China's central bank has pledged to work towards a more flexible exchange rate regime, but comments by government officials and researchers suggest greater liberalisation could still take some time.
The People's Bank of China, in a reiteration of long-standing policy, said in its 2005 annual repo to push currency reforms while keeping the yuan on an even keel.
"We will strengthen the flexibility of the yuan's exchange rate, while keeping it basically stable at a reasonable and balanced level," the report said. The official China Securities Journal printed excerpts from the document over the weekend.
China revalued the yuan by 2.1 percent last July and cut it loose from a dollar peg to float within managed bands.
After rising at a glacial pace for the rest of 2005, the rate of climb quickened in February. Its ascent has since stalled, even though it briefly strengthened past 8 to the dollar on May 15, despite intense US pressure for a much stronger yuan.

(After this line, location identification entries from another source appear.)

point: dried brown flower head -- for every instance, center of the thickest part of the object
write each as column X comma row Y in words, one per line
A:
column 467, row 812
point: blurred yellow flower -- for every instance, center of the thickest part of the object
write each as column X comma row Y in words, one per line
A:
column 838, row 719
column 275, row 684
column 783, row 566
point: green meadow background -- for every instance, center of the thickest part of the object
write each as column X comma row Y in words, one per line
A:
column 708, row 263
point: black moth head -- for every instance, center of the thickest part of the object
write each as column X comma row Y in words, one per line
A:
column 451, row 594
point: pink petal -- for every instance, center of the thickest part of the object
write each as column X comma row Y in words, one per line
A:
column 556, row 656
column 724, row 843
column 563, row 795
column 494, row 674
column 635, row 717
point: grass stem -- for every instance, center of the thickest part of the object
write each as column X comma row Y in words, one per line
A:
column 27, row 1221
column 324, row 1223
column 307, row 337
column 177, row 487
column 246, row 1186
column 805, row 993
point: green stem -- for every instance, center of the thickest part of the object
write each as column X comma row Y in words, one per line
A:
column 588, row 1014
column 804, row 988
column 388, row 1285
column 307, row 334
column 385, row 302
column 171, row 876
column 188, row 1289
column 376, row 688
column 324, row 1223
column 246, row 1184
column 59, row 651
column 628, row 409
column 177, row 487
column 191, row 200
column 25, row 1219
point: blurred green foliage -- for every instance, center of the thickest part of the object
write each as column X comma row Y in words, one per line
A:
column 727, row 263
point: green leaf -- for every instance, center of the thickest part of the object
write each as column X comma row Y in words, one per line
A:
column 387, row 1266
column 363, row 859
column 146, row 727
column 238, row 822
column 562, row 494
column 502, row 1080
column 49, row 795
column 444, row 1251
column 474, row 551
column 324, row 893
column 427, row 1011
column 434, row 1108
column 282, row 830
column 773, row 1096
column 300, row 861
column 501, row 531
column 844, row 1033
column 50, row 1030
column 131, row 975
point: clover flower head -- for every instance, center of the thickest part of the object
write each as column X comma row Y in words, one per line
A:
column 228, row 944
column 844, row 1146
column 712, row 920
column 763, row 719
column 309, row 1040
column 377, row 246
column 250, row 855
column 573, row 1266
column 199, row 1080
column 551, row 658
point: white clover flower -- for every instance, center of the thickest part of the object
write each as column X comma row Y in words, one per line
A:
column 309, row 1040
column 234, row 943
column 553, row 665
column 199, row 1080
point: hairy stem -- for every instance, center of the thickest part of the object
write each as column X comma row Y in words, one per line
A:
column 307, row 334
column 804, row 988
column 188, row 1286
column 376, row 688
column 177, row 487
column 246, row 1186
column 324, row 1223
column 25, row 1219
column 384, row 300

It stood at 8.0225 per dollar on Monday.
In a sign policy makers are divided about how to proceed, two government researchers gave conflicting views on how Beijing should move forward in reforming its foreign exchange regime.
Zhang Bin, a researcher with the Chinese Academy of Social Sciences, said China should let the yuan rise further in several leaps, rather than through steady appreciation.

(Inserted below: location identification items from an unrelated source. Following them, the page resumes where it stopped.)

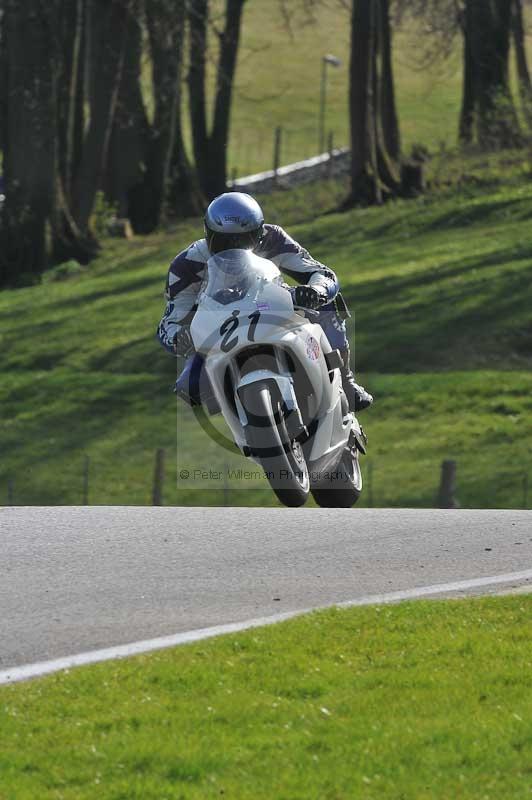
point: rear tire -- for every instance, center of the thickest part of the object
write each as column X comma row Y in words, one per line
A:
column 281, row 458
column 344, row 490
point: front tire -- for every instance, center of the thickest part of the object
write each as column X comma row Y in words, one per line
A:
column 281, row 458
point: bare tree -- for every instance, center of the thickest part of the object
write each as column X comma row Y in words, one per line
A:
column 488, row 113
column 523, row 74
column 35, row 200
column 375, row 141
column 210, row 146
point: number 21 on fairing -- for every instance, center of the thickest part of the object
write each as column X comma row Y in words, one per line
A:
column 230, row 325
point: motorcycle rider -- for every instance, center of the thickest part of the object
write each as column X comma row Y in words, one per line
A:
column 234, row 220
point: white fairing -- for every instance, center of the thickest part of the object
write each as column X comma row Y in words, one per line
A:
column 245, row 304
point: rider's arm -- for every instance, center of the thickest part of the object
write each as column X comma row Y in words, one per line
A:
column 295, row 261
column 182, row 287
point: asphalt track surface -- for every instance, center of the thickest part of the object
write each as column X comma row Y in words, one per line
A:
column 74, row 580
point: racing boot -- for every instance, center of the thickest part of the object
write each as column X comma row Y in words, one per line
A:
column 356, row 395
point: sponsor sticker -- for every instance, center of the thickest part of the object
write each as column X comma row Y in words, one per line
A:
column 313, row 348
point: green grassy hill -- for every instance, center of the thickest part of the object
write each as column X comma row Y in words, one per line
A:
column 278, row 84
column 441, row 289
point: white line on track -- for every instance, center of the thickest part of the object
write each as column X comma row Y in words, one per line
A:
column 27, row 671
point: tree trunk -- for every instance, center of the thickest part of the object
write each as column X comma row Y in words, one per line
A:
column 130, row 133
column 166, row 22
column 71, row 24
column 217, row 174
column 467, row 113
column 108, row 31
column 198, row 11
column 29, row 150
column 525, row 85
column 487, row 34
column 359, row 104
column 388, row 109
column 210, row 149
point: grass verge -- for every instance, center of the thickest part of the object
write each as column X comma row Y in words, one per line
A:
column 418, row 700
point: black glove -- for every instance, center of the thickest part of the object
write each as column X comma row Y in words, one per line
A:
column 183, row 344
column 310, row 297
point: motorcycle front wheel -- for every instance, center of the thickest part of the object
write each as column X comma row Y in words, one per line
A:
column 282, row 459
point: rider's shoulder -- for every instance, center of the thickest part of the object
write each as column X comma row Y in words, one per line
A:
column 197, row 252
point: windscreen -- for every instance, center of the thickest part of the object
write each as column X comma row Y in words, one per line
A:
column 233, row 274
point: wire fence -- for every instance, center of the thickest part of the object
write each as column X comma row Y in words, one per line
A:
column 448, row 489
column 258, row 150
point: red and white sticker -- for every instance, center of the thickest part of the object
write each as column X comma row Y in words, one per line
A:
column 313, row 348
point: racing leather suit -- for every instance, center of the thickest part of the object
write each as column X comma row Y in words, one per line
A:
column 187, row 270
column 185, row 278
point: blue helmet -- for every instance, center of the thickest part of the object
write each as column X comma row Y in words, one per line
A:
column 233, row 221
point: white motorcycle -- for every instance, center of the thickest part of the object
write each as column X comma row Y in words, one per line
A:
column 277, row 383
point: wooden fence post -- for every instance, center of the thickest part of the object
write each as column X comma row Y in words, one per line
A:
column 446, row 498
column 158, row 478
column 86, row 466
column 277, row 150
column 330, row 148
column 226, row 485
column 370, row 484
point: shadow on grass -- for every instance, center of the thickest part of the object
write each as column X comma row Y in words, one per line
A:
column 450, row 316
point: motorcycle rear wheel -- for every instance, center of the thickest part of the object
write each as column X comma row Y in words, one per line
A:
column 282, row 459
column 344, row 490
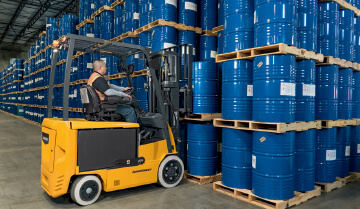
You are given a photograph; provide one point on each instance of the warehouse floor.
(20, 154)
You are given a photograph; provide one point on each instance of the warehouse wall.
(8, 51)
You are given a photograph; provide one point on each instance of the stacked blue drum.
(328, 29)
(208, 14)
(275, 22)
(325, 155)
(205, 87)
(274, 88)
(236, 159)
(346, 35)
(345, 93)
(237, 90)
(307, 24)
(305, 90)
(273, 165)
(343, 151)
(305, 160)
(355, 149)
(238, 25)
(326, 101)
(202, 149)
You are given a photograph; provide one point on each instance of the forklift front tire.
(86, 190)
(171, 171)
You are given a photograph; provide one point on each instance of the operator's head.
(100, 66)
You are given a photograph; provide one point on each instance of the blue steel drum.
(182, 146)
(356, 95)
(202, 149)
(188, 12)
(207, 48)
(239, 25)
(275, 22)
(328, 29)
(187, 37)
(236, 167)
(343, 151)
(236, 81)
(107, 25)
(357, 39)
(305, 160)
(345, 93)
(305, 90)
(346, 33)
(208, 14)
(205, 87)
(221, 20)
(326, 100)
(355, 149)
(325, 155)
(118, 15)
(274, 88)
(164, 9)
(163, 37)
(307, 11)
(145, 12)
(273, 173)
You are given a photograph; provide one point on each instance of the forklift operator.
(102, 87)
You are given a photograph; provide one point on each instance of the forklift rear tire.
(86, 190)
(171, 171)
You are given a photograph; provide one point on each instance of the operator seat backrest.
(89, 99)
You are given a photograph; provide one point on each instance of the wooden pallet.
(104, 8)
(267, 127)
(342, 63)
(202, 116)
(344, 5)
(208, 33)
(202, 179)
(218, 28)
(270, 50)
(338, 123)
(123, 36)
(117, 2)
(87, 21)
(42, 34)
(247, 196)
(162, 22)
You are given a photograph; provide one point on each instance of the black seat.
(97, 110)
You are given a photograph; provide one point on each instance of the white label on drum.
(347, 151)
(168, 45)
(213, 54)
(330, 155)
(136, 16)
(309, 90)
(191, 6)
(249, 90)
(254, 161)
(287, 89)
(172, 2)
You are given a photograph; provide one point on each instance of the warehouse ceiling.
(21, 21)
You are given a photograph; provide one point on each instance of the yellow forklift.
(101, 152)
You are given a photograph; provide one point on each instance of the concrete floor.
(20, 155)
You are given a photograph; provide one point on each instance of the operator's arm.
(117, 88)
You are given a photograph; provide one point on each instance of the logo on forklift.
(45, 138)
(143, 170)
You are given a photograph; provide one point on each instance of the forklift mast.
(164, 74)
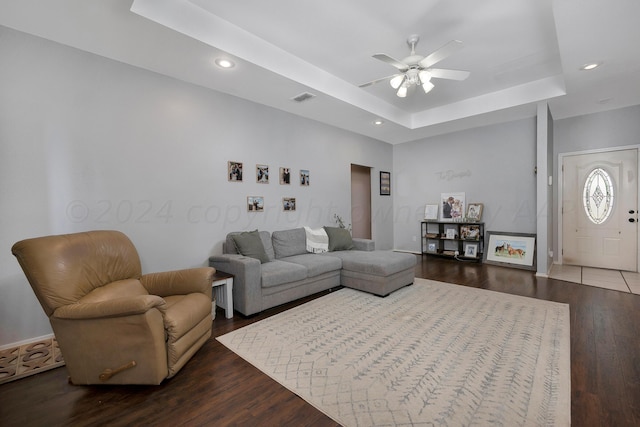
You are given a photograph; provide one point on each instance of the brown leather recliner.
(115, 325)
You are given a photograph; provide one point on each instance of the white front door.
(599, 210)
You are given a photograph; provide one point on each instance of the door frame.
(561, 157)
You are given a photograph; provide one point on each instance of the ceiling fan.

"For one, this would help fend off market expectations of yuan appreciation. These expectations pose a great threat to the stability of the economy," Zhang told the International Finance News.
"Slow, steady appreciation can only drag out that problem for a longer time," Zhang said.
But Liu Yuhui, head of the academy's China Economic Evaluation Centre, wrote in the Shanghai Securities News that the costs of a rapid rise in the yuan would be "unbearable".